L’amante addosso, il miles gloriosus si pavoneggia nell’aia; il puparo si finge pupo.
Ti chiama, t’invoca, ti desidera, cosmo ardente e menzogna sulle labbra.
Ho lei, ora. Lei, che m’è entrata nel cuore, millanta con alate parole, cosicché tu, lassù, lo senta.
Sappia.
E, magari, non gli creda.
Se l’amore è malattia che per gl’occhi affligge l’anima, allora non v’è scampo. Non v’è guarigione.
E in questa notte di tregenda ch’odora di gelsomino nell’acqua fresca di fontana, mentre il teatrino dei pupi va in scena e l’abisso si scoperchia, il tuo, di desiderio, vorrebb'esser sospiro, foss’anche per una volta sola.


Scomodiamo un po' tutti, oggi, da Plauto e Omero a Salvatore di Giacomo.
Se non la si tocca piano - pianissimo - che senso ha toccarla proprio?
Queste note saranno più lunghe della drabble stessa, ma per la seconda e terza parte del trittico mi sono imbarcata per lidi e sentieri cari (probabilmente) solo a me e ad altri Quattro Gatti che si occupano delle paturnie di gente morta da più di mille anni e fa le pulci anche alle loro liste delle spese.
Guardatevi dai filologi. Fatelo per il vostro bene.
Il desiderio, la luce e l’immancabile sospiro sono il nucleo della vicenda, ché spero tutti sappiate cosa sia un puparo e cosa siano i pupi (rigorosamente siciliani, ché manco c’è bisogno dell’aggettivo).
Ma il desiderio non è solamente la brama di qualcosa che non si ha. Questa è una banalizzazione moderna. Il
desio di Jacopo da Lentini è un qualcosa di più sottile. Nel Medioevo ci si incaponiva a dirimere questioni prettamente e squisitamente trascendentali. Tipo: come si realizza la conoscenza? Come si realizza l’amore? E la risposta, quella che apre la passeggiata nei boschi e nella verzura aulentissima (maledetto Petrarca!!), è una e una sola: la luce.
Perché attraverso la luce, noi vediamo.
E, attraverso la vista, capiamo se stiamo tenendo in mano un polipo o una spada o un turacciolo. Ma la questione non si ferma qui.
Desio è forma arcaica di desiderio, che, a sua volta, deriva dal latino
desiderium, sostantivo che fa capo al verbo desidero, formato da de (lett. Giù da) + sidus-ei, stella. Il desiderio è qualcosa che, letteralmente, discende dalle stelle e, attraverso la vista, si pianta nel nostro cuore prima (ecco perché l'amore si genera e proviene dal cuore) e nella nostra mente, poi. Il desiderio è dunque la realizzazione di un qualcosa che proviene dall'alto, dal mondo trascendente attraverso la luce delle stelle, processo che trova compimento nella consideratio (Considerate la vostra semenza etc etc).

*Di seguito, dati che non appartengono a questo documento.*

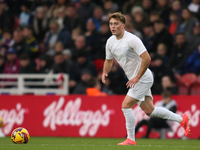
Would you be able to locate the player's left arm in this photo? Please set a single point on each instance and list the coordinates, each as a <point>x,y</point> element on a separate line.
<point>146,59</point>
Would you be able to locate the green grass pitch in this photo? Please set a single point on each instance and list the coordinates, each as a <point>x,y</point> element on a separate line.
<point>64,143</point>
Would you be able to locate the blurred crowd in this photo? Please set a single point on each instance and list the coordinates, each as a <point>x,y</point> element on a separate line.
<point>69,36</point>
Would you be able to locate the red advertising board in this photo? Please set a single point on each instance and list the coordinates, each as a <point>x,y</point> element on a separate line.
<point>84,116</point>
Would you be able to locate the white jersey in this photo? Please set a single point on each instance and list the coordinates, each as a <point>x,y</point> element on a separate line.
<point>126,52</point>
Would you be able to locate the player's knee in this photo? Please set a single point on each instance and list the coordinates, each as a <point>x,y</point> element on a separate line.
<point>126,104</point>
<point>148,111</point>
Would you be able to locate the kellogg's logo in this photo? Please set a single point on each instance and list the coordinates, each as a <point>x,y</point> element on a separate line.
<point>194,114</point>
<point>88,120</point>
<point>11,117</point>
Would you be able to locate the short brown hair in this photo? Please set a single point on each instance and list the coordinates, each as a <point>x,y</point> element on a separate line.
<point>118,16</point>
<point>166,94</point>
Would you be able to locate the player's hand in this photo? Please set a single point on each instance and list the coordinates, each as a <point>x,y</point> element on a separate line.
<point>131,83</point>
<point>103,77</point>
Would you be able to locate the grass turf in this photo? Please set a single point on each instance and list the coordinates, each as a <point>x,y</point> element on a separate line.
<point>62,143</point>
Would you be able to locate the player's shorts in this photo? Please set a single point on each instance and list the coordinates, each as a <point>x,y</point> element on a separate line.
<point>140,90</point>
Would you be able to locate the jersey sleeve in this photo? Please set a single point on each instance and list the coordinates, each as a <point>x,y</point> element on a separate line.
<point>136,44</point>
<point>108,53</point>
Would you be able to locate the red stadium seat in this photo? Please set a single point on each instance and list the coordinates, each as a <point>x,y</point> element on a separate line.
<point>188,79</point>
<point>185,82</point>
<point>178,78</point>
<point>195,89</point>
<point>99,64</point>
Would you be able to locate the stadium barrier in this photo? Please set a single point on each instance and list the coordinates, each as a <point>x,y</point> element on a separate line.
<point>84,116</point>
<point>38,84</point>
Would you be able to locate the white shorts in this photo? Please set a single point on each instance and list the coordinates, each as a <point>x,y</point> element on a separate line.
<point>140,90</point>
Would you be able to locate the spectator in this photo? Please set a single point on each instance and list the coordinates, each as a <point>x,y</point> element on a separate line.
<point>127,7</point>
<point>117,74</point>
<point>53,10</point>
<point>159,69</point>
<point>154,16</point>
<point>169,84</point>
<point>193,62</point>
<point>59,47</point>
<point>139,18</point>
<point>82,64</point>
<point>72,20</point>
<point>162,51</point>
<point>45,64</point>
<point>98,51</point>
<point>186,23</point>
<point>98,17</point>
<point>173,16</point>
<point>26,15</point>
<point>54,35</point>
<point>7,13</point>
<point>80,47</point>
<point>82,86</point>
<point>179,53</point>
<point>162,35</point>
<point>26,66</point>
<point>5,21</point>
<point>12,64</point>
<point>31,47</point>
<point>109,6</point>
<point>7,37</point>
<point>176,7</point>
<point>91,34</point>
<point>40,23</point>
<point>63,66</point>
<point>67,54</point>
<point>75,33</point>
<point>130,28</point>
<point>2,63</point>
<point>94,88</point>
<point>194,7</point>
<point>148,39</point>
<point>19,42</point>
<point>163,10</point>
<point>61,16</point>
<point>85,10</point>
<point>159,123</point>
<point>4,48</point>
<point>194,37</point>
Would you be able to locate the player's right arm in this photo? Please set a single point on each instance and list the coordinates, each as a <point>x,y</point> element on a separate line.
<point>106,69</point>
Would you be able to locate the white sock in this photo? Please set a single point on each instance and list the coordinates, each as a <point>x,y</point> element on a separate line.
<point>130,122</point>
<point>166,114</point>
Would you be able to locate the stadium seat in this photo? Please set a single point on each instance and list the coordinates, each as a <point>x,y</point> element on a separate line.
<point>188,79</point>
<point>99,64</point>
<point>178,78</point>
<point>185,82</point>
<point>195,89</point>
<point>182,89</point>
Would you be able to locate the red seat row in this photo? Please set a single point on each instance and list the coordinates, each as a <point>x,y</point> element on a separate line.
<point>189,83</point>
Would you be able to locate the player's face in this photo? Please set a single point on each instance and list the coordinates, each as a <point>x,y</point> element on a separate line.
<point>116,26</point>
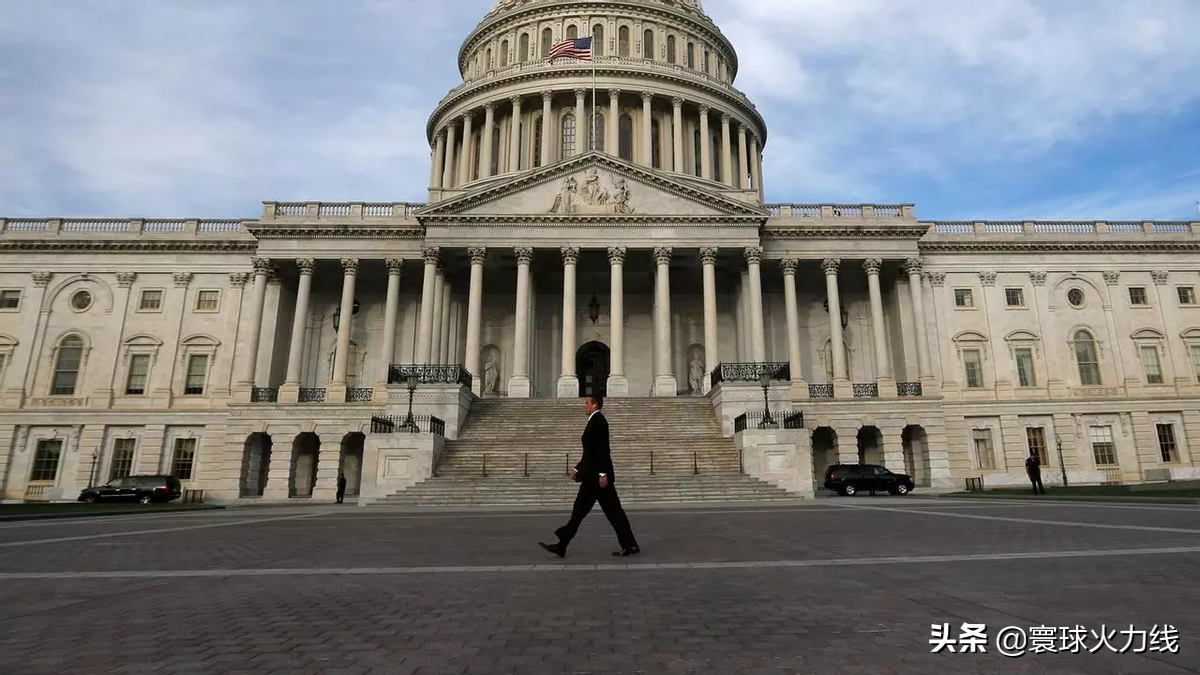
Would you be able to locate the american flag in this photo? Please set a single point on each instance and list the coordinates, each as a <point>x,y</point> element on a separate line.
<point>576,48</point>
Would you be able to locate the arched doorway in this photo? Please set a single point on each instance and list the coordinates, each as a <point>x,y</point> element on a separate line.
<point>592,368</point>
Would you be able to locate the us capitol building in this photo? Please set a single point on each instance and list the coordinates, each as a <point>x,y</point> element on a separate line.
<point>624,250</point>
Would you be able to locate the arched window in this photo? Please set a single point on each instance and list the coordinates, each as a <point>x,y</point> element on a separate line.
<point>625,137</point>
<point>568,144</point>
<point>67,362</point>
<point>1087,359</point>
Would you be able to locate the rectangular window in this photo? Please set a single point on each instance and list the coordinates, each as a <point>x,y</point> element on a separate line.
<point>1103,449</point>
<point>1014,297</point>
<point>1167,447</point>
<point>150,300</point>
<point>139,371</point>
<point>183,460</point>
<point>1024,357</point>
<point>197,371</point>
<point>1036,438</point>
<point>1151,364</point>
<point>46,460</point>
<point>123,458</point>
<point>985,458</point>
<point>972,365</point>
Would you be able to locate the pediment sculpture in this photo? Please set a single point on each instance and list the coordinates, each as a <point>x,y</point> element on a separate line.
<point>592,197</point>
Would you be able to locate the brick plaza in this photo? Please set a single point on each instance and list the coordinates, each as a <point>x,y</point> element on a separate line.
<point>840,585</point>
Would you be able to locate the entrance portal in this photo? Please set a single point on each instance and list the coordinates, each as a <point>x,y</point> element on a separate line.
<point>592,368</point>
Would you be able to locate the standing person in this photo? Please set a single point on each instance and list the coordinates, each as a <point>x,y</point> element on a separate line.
<point>1033,467</point>
<point>597,483</point>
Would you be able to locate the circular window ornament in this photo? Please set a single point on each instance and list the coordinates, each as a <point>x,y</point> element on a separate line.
<point>1075,297</point>
<point>81,300</point>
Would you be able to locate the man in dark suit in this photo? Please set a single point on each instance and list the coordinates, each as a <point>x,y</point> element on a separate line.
<point>597,484</point>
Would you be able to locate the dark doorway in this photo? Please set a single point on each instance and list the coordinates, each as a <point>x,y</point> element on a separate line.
<point>592,368</point>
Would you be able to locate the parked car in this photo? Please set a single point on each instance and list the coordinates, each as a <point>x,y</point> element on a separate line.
<point>144,489</point>
<point>849,479</point>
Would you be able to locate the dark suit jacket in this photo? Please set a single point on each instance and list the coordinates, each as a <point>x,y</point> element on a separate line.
<point>597,455</point>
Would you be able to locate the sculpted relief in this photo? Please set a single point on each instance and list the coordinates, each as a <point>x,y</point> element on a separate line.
<point>592,197</point>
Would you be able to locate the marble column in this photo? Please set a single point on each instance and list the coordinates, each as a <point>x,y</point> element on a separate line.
<point>569,381</point>
<point>289,392</point>
<point>712,357</point>
<point>519,382</point>
<point>475,317</point>
<point>617,383</point>
<point>757,330</point>
<point>336,390</point>
<point>665,380</point>
<point>838,345</point>
<point>425,322</point>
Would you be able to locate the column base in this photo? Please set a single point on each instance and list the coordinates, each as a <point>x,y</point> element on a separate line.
<point>520,387</point>
<point>666,386</point>
<point>568,387</point>
<point>617,386</point>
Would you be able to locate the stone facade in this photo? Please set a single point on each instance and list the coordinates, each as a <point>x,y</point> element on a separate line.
<point>550,262</point>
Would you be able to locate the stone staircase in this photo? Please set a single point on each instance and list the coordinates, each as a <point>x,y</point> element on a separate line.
<point>516,452</point>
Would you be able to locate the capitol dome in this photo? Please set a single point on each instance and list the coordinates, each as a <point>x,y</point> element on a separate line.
<point>658,91</point>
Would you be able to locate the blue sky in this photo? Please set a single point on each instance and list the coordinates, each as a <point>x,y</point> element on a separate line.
<point>204,108</point>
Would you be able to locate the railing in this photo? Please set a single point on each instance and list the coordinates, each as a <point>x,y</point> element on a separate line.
<point>430,374</point>
<point>749,371</point>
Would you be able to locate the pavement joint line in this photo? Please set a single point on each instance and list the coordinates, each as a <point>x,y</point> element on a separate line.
<point>1029,520</point>
<point>155,531</point>
<point>593,567</point>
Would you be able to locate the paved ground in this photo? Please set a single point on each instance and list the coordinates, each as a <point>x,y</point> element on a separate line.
<point>846,585</point>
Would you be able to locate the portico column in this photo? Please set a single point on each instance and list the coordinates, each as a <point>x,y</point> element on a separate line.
<point>708,260</point>
<point>838,346</point>
<point>289,392</point>
<point>519,383</point>
<point>485,171</point>
<point>617,384</point>
<point>726,153</point>
<point>474,317</point>
<point>757,332</point>
<point>425,323</point>
<point>665,380</point>
<point>569,382</point>
<point>677,133</point>
<point>792,314</point>
<point>346,322</point>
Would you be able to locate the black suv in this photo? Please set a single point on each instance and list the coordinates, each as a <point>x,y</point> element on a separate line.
<point>849,479</point>
<point>144,489</point>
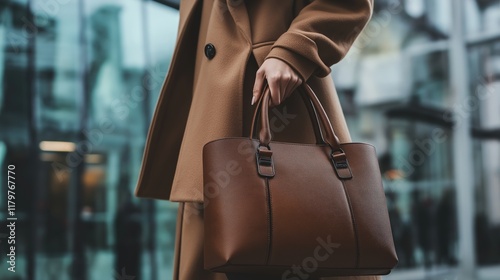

Si è soliti classificare a torto (marcio, marcissimo) il Medioevo come una combriccola di Secoli Bui, quand'invece non c'è stato periodo storico che si è incaponito più di questo per quanto riguarda la luce. Nemmeno l'Età dei Lumi, con buona pace di Diderot e soci.
Spero di non avervi tediato, ché la prossima drabble verterà sul fratello minore del desio, il
cossirar. Ché non c'è due senza tre e il quattro vien da sé. Siete avvisati.